Thats clearly because you don’t understand it in the least. Thinking outside of the box is something that you socialists just don’t get.
When over 1 million kiwis are on private health insurance, due to the inadequacies of our failing health system, it is a brilliant move to subsidise it – as opposed to installing thousands more bureaucrats as Labour have done.
How many extra billion are spent a year on health under Labour, without even a single extra bed (in real terms) being created?
sean
I understand politics better than you.
While National does not take money in return for subsidising private schools and health care, they do regard their policy as an investment in party donation fundraising. A million people offered a bribe for donating and voting National.
How exactly does subsidising the premiums of those covered by private health care actually result in any investment in health? The individuals who can already afford the pulic sector + private health extras simply get a subsidy and spend their money somewhere else. It’s the politics of class self interest.
sean:
Um, no. All the thinking out side of the box has come from the socialists. This is why they’re called liberals and free-thinkers. The people of the right are called conservatives because they try and stop those changes from coming about.
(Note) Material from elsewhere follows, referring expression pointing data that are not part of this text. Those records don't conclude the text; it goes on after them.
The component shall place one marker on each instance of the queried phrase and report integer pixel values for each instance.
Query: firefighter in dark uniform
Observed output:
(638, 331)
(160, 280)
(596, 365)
SPC: The government is about providing services for the taxpayer. No part of that should allow for active discrimination just because “they can afford it”. As equal citizens paying proportionally different tax bills the government should be addressing each and every citizen, not just those in need. A diverse range of citizens fork out for private health insurance, and they should not be penalised just for making that choice, just as parents who pay for private education for their children shouldn’t be penalised. Part of the taxes we pay go towards education and healthcare, and the government should be supporting other initiatives other than strictly public healthcare and education, instead of citizens paying out twice. I think you would be very surprised at just who gets health insurance, and its not just the “rich pricks” you seem to think, although the left seem to criticise their needs when in reality they pay a large proportion of the tax bill.
Just a nitpick- generally speaking, the opposite to a liberal is an authoritarian. The opposite to a conservative is a progressive.
Using “liberal” as synonymous for “left” is very sloppy, as there are plenty of right-wingers interested in liberties.
“as there are plenty of right-wingers interested in liberties.”
… and plenty of left wingers keen on authoritarianism too
🙂
Especially when the word liberal can have a different meaning dependent upon who you’re talking to. Consider it Poetic License, in context people would figure out what I meant 😛
Depends on what you call authoritarian I suppose. Plenty of people of the right that I’ve communicated with think that banning incandescent lights is but I consider it just regulating that everyone work with the same info – something that doesn’t, and can’t happen, in a completely free market. These same people were also keen to give the police more power, longer detention without charge and greater airport security for national flights – ie, getting very close to a police state.
Sorry Jared but public health care provides for and includes everyone. If those with private health care were excluded from public health care you might have a point, however they are not. They simply choose to use private care some of the time – a choice made at their convenience, this correctly left for them to afford out of their discretionary income.
It can be argued that the diversion of medical staff to enable this more available for some system results in a shortage of staff in the public health system. Subsidy would thus result in further erosion of the public system and it being left short of staff and dependent on the private sector charging for services to the public health provider (how much are private health providers donating to National?).
Some would then say the only way out of that crisis was making health insurance compulsory/charging the public for health care – which would undermine the whole point of private cover – a better service for those prepared to pay for it. Which is why tax subsidy of private health care is problematic.